Main altarpiece, by Juan Barón, 1678
Collateral altarpieces by Vicente López Frías, 1698
The paintings were located singularly in the low choir and the high choir, with such exceptional pieces as the trifacial Trinity, sent to the convent by the indiano of Puente la Reina Don Miguel Francisco Gambarte, who was prodigal in the endowment of the chapel of the Virgin of the Snows in the parish of San Pedro of his native town. Gambarte had a niece in Estella who took the habit in 1750 and professed in 1751 and for that reason he sent the canvas and other pieces, such as a rich gilded silver ciborium.
Bass choir
Other outstanding canvases are the large one of Santo Domingo in Soriano, or the one of San Nicolás framed in the attic of the altarpiece of the lower choir, which has the richest gilded framework of all the conventual patrimony. There is no lack of iconographies linked to the saints of the order and the Immaculate Conception, all the sculptures with precious polychrome and richly colored canvases.

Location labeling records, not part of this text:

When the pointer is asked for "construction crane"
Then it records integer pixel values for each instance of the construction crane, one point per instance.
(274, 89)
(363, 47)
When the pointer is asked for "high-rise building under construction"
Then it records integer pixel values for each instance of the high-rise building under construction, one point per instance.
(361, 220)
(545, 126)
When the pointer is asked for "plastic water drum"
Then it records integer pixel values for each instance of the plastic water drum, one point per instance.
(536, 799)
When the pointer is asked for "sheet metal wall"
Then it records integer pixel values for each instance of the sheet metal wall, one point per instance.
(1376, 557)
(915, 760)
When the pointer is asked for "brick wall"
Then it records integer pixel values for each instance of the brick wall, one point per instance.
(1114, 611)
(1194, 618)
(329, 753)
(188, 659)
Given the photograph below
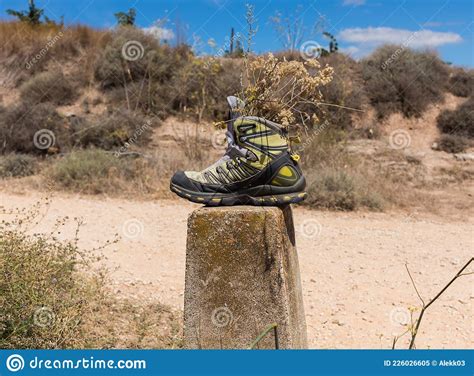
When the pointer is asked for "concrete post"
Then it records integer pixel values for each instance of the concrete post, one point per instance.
(242, 274)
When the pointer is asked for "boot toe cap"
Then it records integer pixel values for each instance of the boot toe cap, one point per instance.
(180, 179)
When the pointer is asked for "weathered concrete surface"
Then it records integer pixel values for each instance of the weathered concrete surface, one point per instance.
(242, 274)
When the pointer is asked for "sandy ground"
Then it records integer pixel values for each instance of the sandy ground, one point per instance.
(355, 286)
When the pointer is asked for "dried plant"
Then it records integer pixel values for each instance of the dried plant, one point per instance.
(284, 91)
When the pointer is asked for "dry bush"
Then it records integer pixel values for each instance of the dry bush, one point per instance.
(281, 90)
(112, 131)
(49, 87)
(461, 82)
(334, 177)
(17, 165)
(452, 143)
(26, 50)
(458, 122)
(19, 125)
(402, 80)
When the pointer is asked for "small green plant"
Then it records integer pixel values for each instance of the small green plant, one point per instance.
(45, 298)
(394, 83)
(458, 122)
(452, 143)
(49, 87)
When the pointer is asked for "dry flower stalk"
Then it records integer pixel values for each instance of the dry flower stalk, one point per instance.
(284, 91)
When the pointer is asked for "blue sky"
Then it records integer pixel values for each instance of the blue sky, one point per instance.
(359, 25)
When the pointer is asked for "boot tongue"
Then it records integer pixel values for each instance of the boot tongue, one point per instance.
(236, 105)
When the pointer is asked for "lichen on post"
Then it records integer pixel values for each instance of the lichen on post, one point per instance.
(242, 275)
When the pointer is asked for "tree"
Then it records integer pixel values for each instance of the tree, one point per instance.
(291, 29)
(126, 19)
(31, 16)
(333, 45)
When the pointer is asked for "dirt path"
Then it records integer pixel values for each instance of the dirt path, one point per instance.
(355, 285)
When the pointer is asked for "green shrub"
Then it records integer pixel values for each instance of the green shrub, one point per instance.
(461, 82)
(17, 165)
(33, 128)
(44, 298)
(458, 122)
(452, 143)
(398, 79)
(49, 87)
(112, 131)
(132, 56)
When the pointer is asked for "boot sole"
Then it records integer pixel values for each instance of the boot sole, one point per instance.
(231, 199)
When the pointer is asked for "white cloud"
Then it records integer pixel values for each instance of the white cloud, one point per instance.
(375, 36)
(351, 50)
(160, 33)
(356, 3)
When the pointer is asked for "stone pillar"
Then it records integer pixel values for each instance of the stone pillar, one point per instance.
(242, 275)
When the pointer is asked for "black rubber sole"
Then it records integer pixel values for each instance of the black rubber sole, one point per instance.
(231, 199)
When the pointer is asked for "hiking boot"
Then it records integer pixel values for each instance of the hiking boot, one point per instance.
(256, 169)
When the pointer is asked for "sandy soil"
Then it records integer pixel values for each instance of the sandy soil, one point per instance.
(355, 286)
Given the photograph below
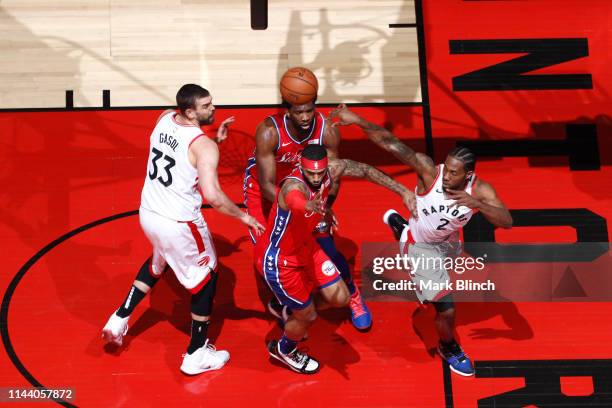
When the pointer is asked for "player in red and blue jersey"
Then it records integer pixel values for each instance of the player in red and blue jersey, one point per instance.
(291, 261)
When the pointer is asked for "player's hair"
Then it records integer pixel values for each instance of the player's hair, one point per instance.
(466, 156)
(288, 105)
(314, 152)
(187, 96)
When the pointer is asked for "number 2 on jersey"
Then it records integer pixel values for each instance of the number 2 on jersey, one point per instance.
(442, 224)
(171, 163)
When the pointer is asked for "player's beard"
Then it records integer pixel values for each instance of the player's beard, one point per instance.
(312, 186)
(207, 121)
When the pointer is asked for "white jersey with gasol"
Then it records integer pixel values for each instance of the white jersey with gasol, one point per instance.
(171, 183)
(437, 220)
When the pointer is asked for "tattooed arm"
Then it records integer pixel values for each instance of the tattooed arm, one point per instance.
(345, 167)
(421, 163)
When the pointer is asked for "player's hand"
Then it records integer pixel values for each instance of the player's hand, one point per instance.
(316, 205)
(462, 198)
(409, 200)
(223, 129)
(344, 115)
(330, 219)
(253, 223)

Among the textile pieces where gold, silver and colored threads are masterfully combined, the great terno that is preserved complete, including a large canopy and frontal, stands out. Its confection was contracted in 1762 for 1,700 pesos with the embroiderer José Gualba, resident in Zaragoza, and it was stated that it should be like that of the Benedictine nuns of Estella. issue The high amount, 700 pesos more than the one ordered for the cathedral of Pamplona a few years earlier, is due to the fact that it would have a greater number of pieces: chasuble, dalmatics, cape, lectern cloth, large frontal for the main altar, frontals for the collaterals, humeral, pulpit cloth and pallium, which makes the ensemble something truly exceptional.